Арман увел его в дом, где не было ветра. В темноте ярко блестит латунная кровать, позолоченные драконы на фарфоровой вазе словно вдруг ожили. Сияющие клавиши огромного рояля напоминают ухмыляющийся рот. Как приятно дотронуться до них, пощупать слоновую кость, бархатные кисти, свисающие с абажура...

Музыка, откуда доносится музыка? Тихие, печальные звуки одинокой джазовой трубы. Приглушенная меланхоличная мелодия, звуки которой плавно перетекали один в другой, заставила его остановиться. Ему не хотелось двигаться. Хотелось сказать, что он понимает, что происходит, но он продолжал впитывать каждый отдельный звук.

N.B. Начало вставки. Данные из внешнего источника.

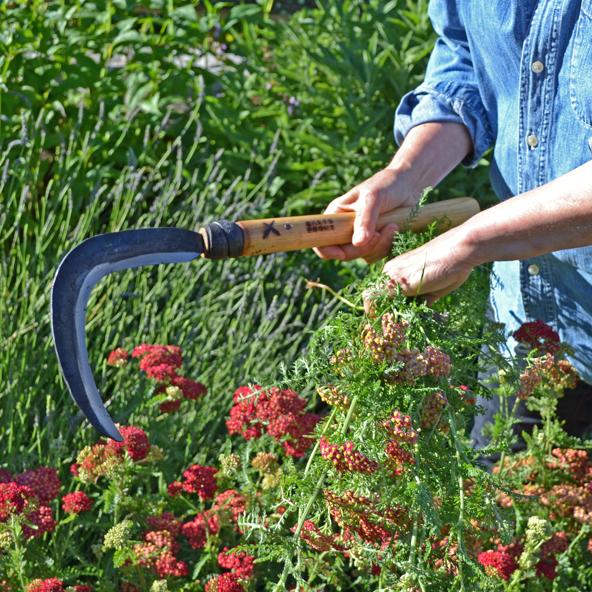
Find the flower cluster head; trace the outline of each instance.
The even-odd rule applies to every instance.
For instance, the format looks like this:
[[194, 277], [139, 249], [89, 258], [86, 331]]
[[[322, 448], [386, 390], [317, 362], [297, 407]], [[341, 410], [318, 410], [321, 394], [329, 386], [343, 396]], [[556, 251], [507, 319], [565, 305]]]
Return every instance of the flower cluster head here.
[[198, 514], [189, 522], [183, 525], [183, 536], [187, 539], [192, 549], [203, 549], [209, 537], [215, 535], [220, 530], [218, 515], [206, 510]]
[[92, 448], [85, 446], [78, 453], [76, 462], [70, 471], [83, 483], [96, 482], [99, 477], [115, 478], [124, 463], [126, 452], [134, 461], [149, 462], [158, 458], [157, 449], [148, 443], [148, 436], [143, 430], [135, 426], [121, 427], [115, 424], [123, 442], [114, 440], [98, 442]]
[[432, 392], [427, 395], [422, 406], [422, 429], [436, 429], [447, 433], [450, 426], [444, 416], [444, 410], [448, 404], [448, 400], [440, 392]]
[[437, 348], [429, 346], [423, 352], [417, 348], [406, 348], [405, 330], [409, 326], [407, 320], [395, 323], [392, 313], [387, 313], [381, 320], [382, 334], [379, 334], [369, 324], [364, 326], [362, 338], [366, 350], [377, 363], [398, 363], [398, 369], [388, 371], [387, 378], [394, 384], [414, 385], [422, 376], [437, 378], [450, 374], [450, 356]]
[[[47, 467], [40, 467], [47, 469]], [[37, 471], [38, 471], [38, 469]], [[17, 481], [22, 480], [31, 483], [38, 490], [44, 501], [49, 503], [48, 497], [53, 494], [55, 487], [52, 483], [48, 484], [43, 481], [31, 478], [31, 474], [36, 471], [25, 471], [27, 474], [22, 480], [20, 480], [25, 473], [17, 475], [14, 481], [0, 484], [0, 522], [6, 522], [11, 516], [19, 517], [22, 522], [22, 536], [25, 539], [31, 537], [37, 539], [45, 532], [51, 532], [57, 523], [53, 519], [53, 510], [46, 506], [39, 505], [39, 494], [33, 487], [27, 485], [20, 485]], [[52, 472], [41, 471], [38, 474], [54, 476]], [[59, 480], [58, 480], [58, 482]], [[54, 485], [54, 483], [53, 484]], [[59, 490], [57, 490], [59, 492]], [[56, 493], [57, 495], [57, 493]], [[52, 498], [53, 499], [53, 498]], [[26, 522], [23, 522], [26, 520]], [[33, 526], [31, 526], [33, 525]]]
[[150, 592], [168, 592], [168, 590], [166, 580], [155, 580], [150, 587]]
[[490, 577], [507, 580], [518, 569], [516, 559], [506, 551], [484, 551], [480, 554], [477, 561]]
[[143, 543], [134, 546], [140, 567], [151, 569], [161, 578], [188, 575], [187, 564], [175, 556], [179, 546], [168, 530], [144, 533], [143, 538]]
[[263, 430], [281, 442], [287, 456], [303, 456], [312, 445], [312, 434], [320, 416], [304, 413], [306, 400], [290, 389], [263, 390], [241, 387], [234, 391], [234, 406], [226, 426], [231, 434], [241, 433], [247, 440], [260, 437]]
[[68, 493], [62, 498], [62, 507], [69, 514], [79, 514], [92, 508], [92, 500], [83, 491]]
[[538, 516], [530, 516], [526, 527], [526, 540], [532, 544], [542, 542], [549, 539], [553, 533], [551, 523]]
[[46, 532], [53, 532], [57, 525], [53, 519], [53, 509], [47, 506], [40, 506], [37, 510], [34, 510], [26, 516], [27, 520], [37, 528], [33, 528], [28, 525], [23, 524], [22, 536], [25, 539], [38, 539], [43, 536]]
[[212, 511], [223, 516], [228, 516], [233, 522], [239, 521], [239, 516], [246, 511], [249, 500], [240, 491], [229, 489], [216, 496]]
[[127, 546], [132, 523], [131, 520], [124, 520], [110, 528], [103, 539], [103, 551], [107, 549], [121, 550]]
[[334, 372], [340, 376], [345, 377], [345, 374], [343, 372], [342, 367], [352, 361], [352, 352], [349, 349], [338, 349], [333, 355], [329, 358], [329, 362], [334, 368]]
[[245, 592], [238, 574], [222, 574], [208, 580], [205, 584], [205, 592]]
[[414, 444], [417, 441], [417, 432], [413, 429], [413, 423], [408, 415], [403, 415], [395, 409], [389, 422], [383, 422], [389, 436], [398, 442]]
[[[297, 529], [298, 526], [296, 525], [290, 529], [292, 532], [295, 532]], [[303, 525], [300, 536], [313, 549], [316, 549], [321, 553], [330, 551], [344, 551], [346, 549], [343, 545], [335, 542], [334, 536], [321, 532], [315, 523], [310, 520], [306, 520]]]
[[546, 466], [548, 468], [568, 471], [580, 485], [585, 485], [592, 481], [592, 466], [590, 464], [588, 453], [585, 450], [554, 448], [551, 454], [557, 460], [548, 462]]
[[450, 356], [430, 345], [426, 348], [423, 356], [427, 360], [427, 374], [433, 377], [448, 376], [452, 368]]
[[[341, 497], [327, 490], [324, 493], [332, 516], [343, 529], [342, 538], [348, 546], [351, 546], [350, 535], [354, 533], [366, 542], [384, 543], [391, 536], [389, 531], [405, 522], [406, 512], [401, 506], [379, 510], [378, 498], [372, 501], [352, 491]], [[336, 548], [334, 543], [333, 547]]]
[[134, 349], [131, 357], [141, 358], [140, 369], [143, 370], [149, 378], [160, 383], [156, 393], [166, 393], [166, 400], [160, 404], [162, 413], [177, 411], [181, 398], [197, 401], [207, 392], [204, 384], [177, 373], [183, 365], [181, 349], [177, 346], [142, 343]]
[[114, 349], [107, 358], [107, 365], [114, 366], [115, 368], [123, 368], [127, 363], [127, 359], [130, 355], [123, 348]]
[[183, 521], [172, 512], [163, 512], [159, 516], [148, 516], [144, 522], [153, 530], [168, 530], [172, 536], [178, 536], [183, 527]]
[[542, 355], [550, 353], [554, 356], [561, 350], [559, 334], [540, 319], [523, 323], [514, 332], [513, 336], [519, 343], [524, 343], [531, 349], [538, 350]]
[[391, 440], [386, 446], [384, 451], [392, 466], [391, 476], [400, 475], [405, 470], [405, 465], [414, 465], [415, 459], [408, 451], [404, 450], [398, 442]]
[[38, 506], [37, 494], [27, 485], [0, 483], [0, 522], [7, 522], [13, 514], [28, 514]]
[[364, 326], [362, 333], [364, 345], [371, 358], [378, 363], [385, 361], [392, 362], [405, 343], [405, 329], [409, 326], [409, 321], [403, 320], [401, 323], [395, 323], [394, 318], [392, 313], [387, 313], [382, 317], [381, 335], [379, 335], [369, 323]]
[[345, 410], [349, 408], [351, 403], [349, 397], [337, 387], [327, 384], [326, 387], [319, 387], [317, 392], [320, 395], [321, 400], [327, 405], [333, 405]]
[[339, 473], [355, 472], [372, 474], [380, 468], [376, 461], [372, 461], [353, 448], [353, 442], [345, 444], [331, 444], [323, 436], [320, 442], [321, 455], [330, 461]]
[[27, 592], [65, 592], [64, 583], [57, 578], [48, 580], [37, 578], [27, 585]]
[[565, 530], [554, 533], [540, 546], [540, 561], [536, 564], [537, 575], [544, 575], [548, 580], [557, 577], [557, 555], [567, 551], [569, 546], [570, 539]]
[[546, 353], [543, 358], [535, 358], [532, 366], [520, 375], [520, 387], [516, 391], [516, 397], [523, 400], [527, 399], [542, 382], [543, 374], [552, 367], [553, 356], [551, 354]]
[[25, 471], [14, 477], [18, 485], [26, 485], [37, 494], [39, 503], [46, 506], [54, 500], [62, 490], [62, 481], [57, 469], [53, 466], [40, 466], [34, 470]]
[[234, 452], [230, 454], [221, 454], [218, 457], [220, 462], [220, 472], [225, 477], [233, 477], [238, 471], [243, 469], [243, 461], [240, 457]]
[[230, 570], [242, 578], [250, 578], [253, 575], [252, 556], [247, 555], [244, 551], [233, 549], [228, 553], [228, 547], [224, 547], [222, 552], [218, 554], [218, 563], [220, 567]]
[[169, 494], [178, 496], [182, 491], [197, 493], [202, 500], [211, 500], [218, 491], [218, 482], [214, 475], [218, 472], [213, 466], [194, 465], [183, 473], [184, 482], [175, 481], [168, 486]]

Он стал благодарить за музыку, но его голос тоже почему-то звучал очень странно – он стал более резким и звонким. Странным было даже ощущение собственного языка во рту... А там, снаружи... он показал пальцем за окно, где проносящийся мимо террасы туман поглощал ночь...

Арман был терпелив с ним. Арман все понимал. Арман медленно провел его через затемненную комнату.

– Я люблю тебя, – сказал Дэниел.

– Ты уверен? – ответил Арман.

Он засмеялся.

Они вышли в длинный коридор с высокими потолками. В полумраке виднелись уходящие вниз ступени и отполированная балюстрада. Арман подтолкнул его вперед. Ему хотелось получше рассмотреть ковер под ногами – длинную цепь увитых лилиями медальонов, но Арман ввел его в ярко освещенную комнату.

От ослепительно яркого света, скользившего по низким кожаным диванам и креслам, у него перехватило дыхание. А какая на стене картина!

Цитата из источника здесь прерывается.